Acute-on-Chronic Liver Failure: Causes, Clinical Parameters, and Predictors of Mortality.

Objectives This study aimed to identify the causes, clinical characteristics, and 28-day in-hospital mortality predictors in patients with acute-on-chronic liver failure (ACLF). Methods A cross-sectional study enrolled sixty-four patients aged 18-70 years with acute-on-chronic liver failure. The study was conducted at the Gastroenterology Department, Lahore General Hospital. The study classified ACLF according to the criteria of the European Association for the Study of the Liver - Chronic Liver Failure (EASL-CLIF). Patients were followed for 28 days for mortality outcomes. The outcomes between Survivor and Non-survivor groups were compared using the Chi-Square/Fisher's Exact Test for categorical variables and the Mann-Whitney U test for continuous variables. Results In this study, age and duration of chronic liver disease were not significantly different between survivors and non-survivors. The etiology of liver disease and ACLF causes had no impact on 28-day mortality.
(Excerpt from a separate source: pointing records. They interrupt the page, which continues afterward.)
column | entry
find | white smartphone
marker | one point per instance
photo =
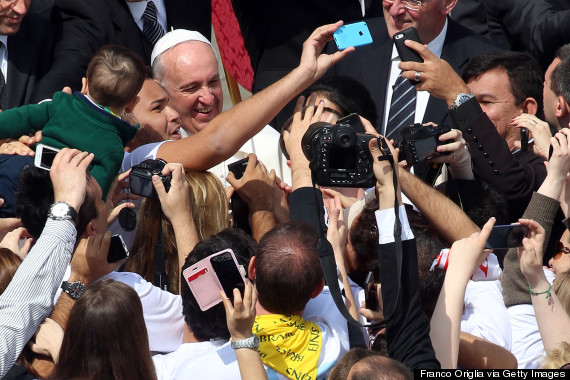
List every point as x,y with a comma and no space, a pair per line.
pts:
44,156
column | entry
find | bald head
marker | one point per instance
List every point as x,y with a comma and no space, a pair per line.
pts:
188,72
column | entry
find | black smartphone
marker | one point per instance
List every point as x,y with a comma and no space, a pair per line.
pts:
226,268
44,156
117,249
353,121
240,209
524,139
370,295
406,54
508,236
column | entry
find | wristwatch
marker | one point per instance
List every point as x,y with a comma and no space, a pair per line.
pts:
62,211
75,289
251,342
459,100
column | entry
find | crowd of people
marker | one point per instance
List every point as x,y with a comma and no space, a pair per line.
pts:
332,275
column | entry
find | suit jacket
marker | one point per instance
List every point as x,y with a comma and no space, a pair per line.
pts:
84,26
29,55
370,64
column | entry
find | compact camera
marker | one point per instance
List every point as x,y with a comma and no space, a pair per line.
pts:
140,179
418,143
338,155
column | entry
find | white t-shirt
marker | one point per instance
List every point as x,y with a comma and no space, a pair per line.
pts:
485,314
216,359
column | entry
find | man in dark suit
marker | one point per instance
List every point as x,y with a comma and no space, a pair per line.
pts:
375,65
25,52
84,26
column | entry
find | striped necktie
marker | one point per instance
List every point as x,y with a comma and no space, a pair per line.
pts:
151,28
2,84
402,107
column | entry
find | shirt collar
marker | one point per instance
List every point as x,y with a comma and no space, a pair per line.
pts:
435,46
137,8
4,40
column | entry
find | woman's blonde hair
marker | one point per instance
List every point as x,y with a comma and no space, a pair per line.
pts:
209,211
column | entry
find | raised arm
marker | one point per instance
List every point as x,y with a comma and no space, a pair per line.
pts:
224,135
28,298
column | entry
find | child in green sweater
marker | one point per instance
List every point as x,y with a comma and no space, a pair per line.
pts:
90,120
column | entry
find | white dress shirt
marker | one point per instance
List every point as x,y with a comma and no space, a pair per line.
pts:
436,47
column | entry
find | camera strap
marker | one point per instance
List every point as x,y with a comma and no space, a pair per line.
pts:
328,263
160,276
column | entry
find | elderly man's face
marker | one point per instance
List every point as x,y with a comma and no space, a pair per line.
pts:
12,13
192,81
428,19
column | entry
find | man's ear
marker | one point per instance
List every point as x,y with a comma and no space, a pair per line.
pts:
319,288
448,6
251,269
84,86
562,107
131,106
530,106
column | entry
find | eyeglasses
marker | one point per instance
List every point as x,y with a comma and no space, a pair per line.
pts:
413,5
560,250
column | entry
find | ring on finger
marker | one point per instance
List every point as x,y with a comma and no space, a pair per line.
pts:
417,76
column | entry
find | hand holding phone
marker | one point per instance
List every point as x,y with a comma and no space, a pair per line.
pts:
506,236
407,54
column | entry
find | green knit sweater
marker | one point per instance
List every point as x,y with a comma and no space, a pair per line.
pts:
75,122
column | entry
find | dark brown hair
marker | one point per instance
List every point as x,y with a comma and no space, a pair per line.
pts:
106,336
115,76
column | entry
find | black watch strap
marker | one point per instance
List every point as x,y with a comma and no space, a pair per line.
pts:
75,288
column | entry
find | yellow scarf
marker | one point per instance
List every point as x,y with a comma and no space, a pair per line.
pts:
289,345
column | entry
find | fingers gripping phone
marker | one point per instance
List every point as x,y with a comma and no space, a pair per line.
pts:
356,34
406,54
44,156
509,236
240,209
117,249
216,272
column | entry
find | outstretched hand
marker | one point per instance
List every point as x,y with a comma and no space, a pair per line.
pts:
436,75
530,254
315,63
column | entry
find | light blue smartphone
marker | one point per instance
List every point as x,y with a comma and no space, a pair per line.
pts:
356,34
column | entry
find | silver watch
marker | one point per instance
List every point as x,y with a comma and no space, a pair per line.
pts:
251,342
62,211
460,99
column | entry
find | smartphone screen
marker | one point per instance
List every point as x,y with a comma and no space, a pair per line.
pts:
370,296
238,167
45,156
117,249
228,273
509,236
356,34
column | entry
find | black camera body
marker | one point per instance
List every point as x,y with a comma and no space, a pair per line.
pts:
140,179
338,155
418,143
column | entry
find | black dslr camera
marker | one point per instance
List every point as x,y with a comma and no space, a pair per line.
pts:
338,155
418,143
140,179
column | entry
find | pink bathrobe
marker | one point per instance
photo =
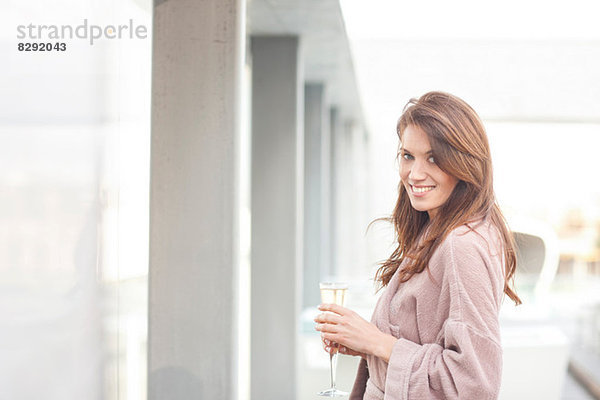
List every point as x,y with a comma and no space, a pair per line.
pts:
448,334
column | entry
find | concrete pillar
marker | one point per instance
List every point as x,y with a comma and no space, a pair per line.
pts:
334,151
316,192
350,200
277,180
197,62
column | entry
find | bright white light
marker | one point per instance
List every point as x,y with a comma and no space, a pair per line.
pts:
472,19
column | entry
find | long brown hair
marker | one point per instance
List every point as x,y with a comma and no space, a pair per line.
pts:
461,149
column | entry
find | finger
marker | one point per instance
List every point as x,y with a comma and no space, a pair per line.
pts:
336,308
328,318
331,337
326,327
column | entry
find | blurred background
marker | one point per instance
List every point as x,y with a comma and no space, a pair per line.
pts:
75,129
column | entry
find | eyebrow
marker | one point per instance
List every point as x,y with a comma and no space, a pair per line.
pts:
409,152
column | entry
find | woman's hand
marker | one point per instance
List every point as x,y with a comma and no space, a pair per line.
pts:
353,333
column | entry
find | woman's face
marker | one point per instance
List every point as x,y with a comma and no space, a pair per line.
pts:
427,185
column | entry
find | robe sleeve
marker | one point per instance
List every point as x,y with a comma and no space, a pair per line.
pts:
360,383
466,361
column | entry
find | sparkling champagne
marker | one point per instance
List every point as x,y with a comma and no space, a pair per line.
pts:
333,293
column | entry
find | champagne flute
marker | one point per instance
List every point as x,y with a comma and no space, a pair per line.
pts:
333,293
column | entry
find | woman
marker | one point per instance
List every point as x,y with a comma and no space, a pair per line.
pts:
435,335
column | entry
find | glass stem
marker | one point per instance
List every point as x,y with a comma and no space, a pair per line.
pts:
333,367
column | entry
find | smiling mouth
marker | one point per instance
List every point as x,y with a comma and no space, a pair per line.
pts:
421,189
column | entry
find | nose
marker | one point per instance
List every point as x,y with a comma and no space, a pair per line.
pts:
417,171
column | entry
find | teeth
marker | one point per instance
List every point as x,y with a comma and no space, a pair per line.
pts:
422,189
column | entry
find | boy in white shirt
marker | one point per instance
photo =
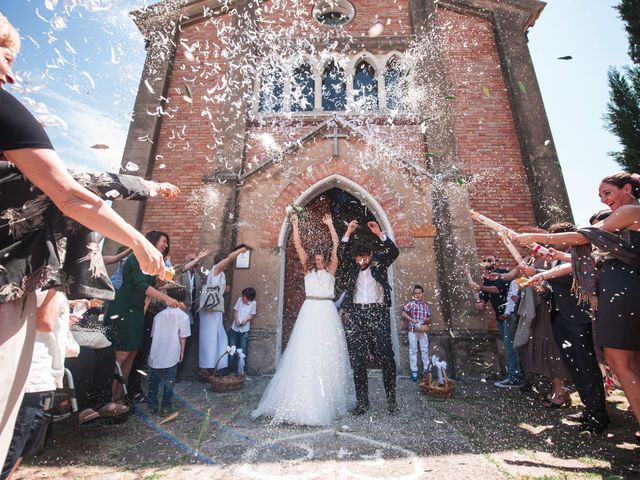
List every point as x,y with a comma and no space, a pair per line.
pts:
168,336
243,313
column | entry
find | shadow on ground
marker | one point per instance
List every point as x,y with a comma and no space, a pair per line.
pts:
482,432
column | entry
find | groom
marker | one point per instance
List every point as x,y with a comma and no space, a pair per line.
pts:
367,298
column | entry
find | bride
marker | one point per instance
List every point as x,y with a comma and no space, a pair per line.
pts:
313,383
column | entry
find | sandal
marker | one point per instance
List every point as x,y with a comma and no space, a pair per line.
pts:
88,416
551,404
113,409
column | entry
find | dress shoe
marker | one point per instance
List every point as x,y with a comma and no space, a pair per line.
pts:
360,409
578,417
592,425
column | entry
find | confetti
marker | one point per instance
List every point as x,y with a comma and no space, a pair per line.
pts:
376,30
170,418
131,167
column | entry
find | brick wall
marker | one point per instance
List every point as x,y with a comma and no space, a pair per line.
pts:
485,132
185,146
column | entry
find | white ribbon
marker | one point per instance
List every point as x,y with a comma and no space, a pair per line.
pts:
440,365
241,357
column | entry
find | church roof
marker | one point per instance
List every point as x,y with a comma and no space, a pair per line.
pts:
386,147
155,15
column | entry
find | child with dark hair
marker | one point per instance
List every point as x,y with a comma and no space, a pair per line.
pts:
243,312
417,314
168,336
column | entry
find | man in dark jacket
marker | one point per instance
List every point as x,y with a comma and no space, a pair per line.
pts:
366,302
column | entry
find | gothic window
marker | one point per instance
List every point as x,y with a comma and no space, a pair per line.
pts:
334,88
333,13
365,87
271,91
395,84
302,89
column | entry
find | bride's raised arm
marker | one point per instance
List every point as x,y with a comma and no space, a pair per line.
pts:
333,263
297,243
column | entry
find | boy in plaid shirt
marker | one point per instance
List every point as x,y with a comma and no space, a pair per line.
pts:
417,312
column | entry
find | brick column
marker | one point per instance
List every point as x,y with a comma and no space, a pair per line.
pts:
544,174
455,240
157,73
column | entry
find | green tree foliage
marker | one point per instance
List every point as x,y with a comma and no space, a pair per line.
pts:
623,110
623,115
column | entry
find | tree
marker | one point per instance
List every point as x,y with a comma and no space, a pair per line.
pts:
623,110
623,116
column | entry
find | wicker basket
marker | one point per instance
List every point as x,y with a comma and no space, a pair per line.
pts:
431,387
227,383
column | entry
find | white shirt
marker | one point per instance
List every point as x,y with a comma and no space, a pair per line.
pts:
169,326
368,290
243,310
513,292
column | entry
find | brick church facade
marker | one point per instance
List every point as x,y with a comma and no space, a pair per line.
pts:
409,112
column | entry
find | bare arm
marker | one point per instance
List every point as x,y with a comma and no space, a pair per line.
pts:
47,312
297,243
625,217
45,170
111,259
565,238
163,297
200,256
333,264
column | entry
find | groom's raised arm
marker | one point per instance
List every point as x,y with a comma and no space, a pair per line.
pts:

Non-survivors had lower mean arterial pressure, and higher mortality was linked with lower Glasgow Coma Scale scores, upper gastrointestinal bleeding, and Grade IV hepatic encephalopathy. Significant differences in bilirubin, serum creatinine, urea, and C-reactive protein levels were observed at 28 days. Survival rates were highest with single organ failure (35.94%) and decreased with multiple organ failures. The overall survival rate was 51.56%. Predictive validity for mortality was assessed using the Area Under the Curve (AUC), with Child-Turcotte-Pugh (CTP) at 0.679, Model for End-Stage Liver Disease (MELD) at 0.819, and Chronic Liver Failure-Sequential Organ Failure Assessment (CLIF-SOFA) at 0.771. Conclusion This study concludes that in acute-on-chronic liver failure, factors like age, gender, and disease etiology do not significantly predict 28-day mortality. Key mortality indicators include clinical parameters such as lower Glasgow Coma Scale scores, hepatic encephalopathy Grade IV, and laboratory findings like elevated bilirubin and serum creatinine. The MELD score is the most compelling prognostic tool.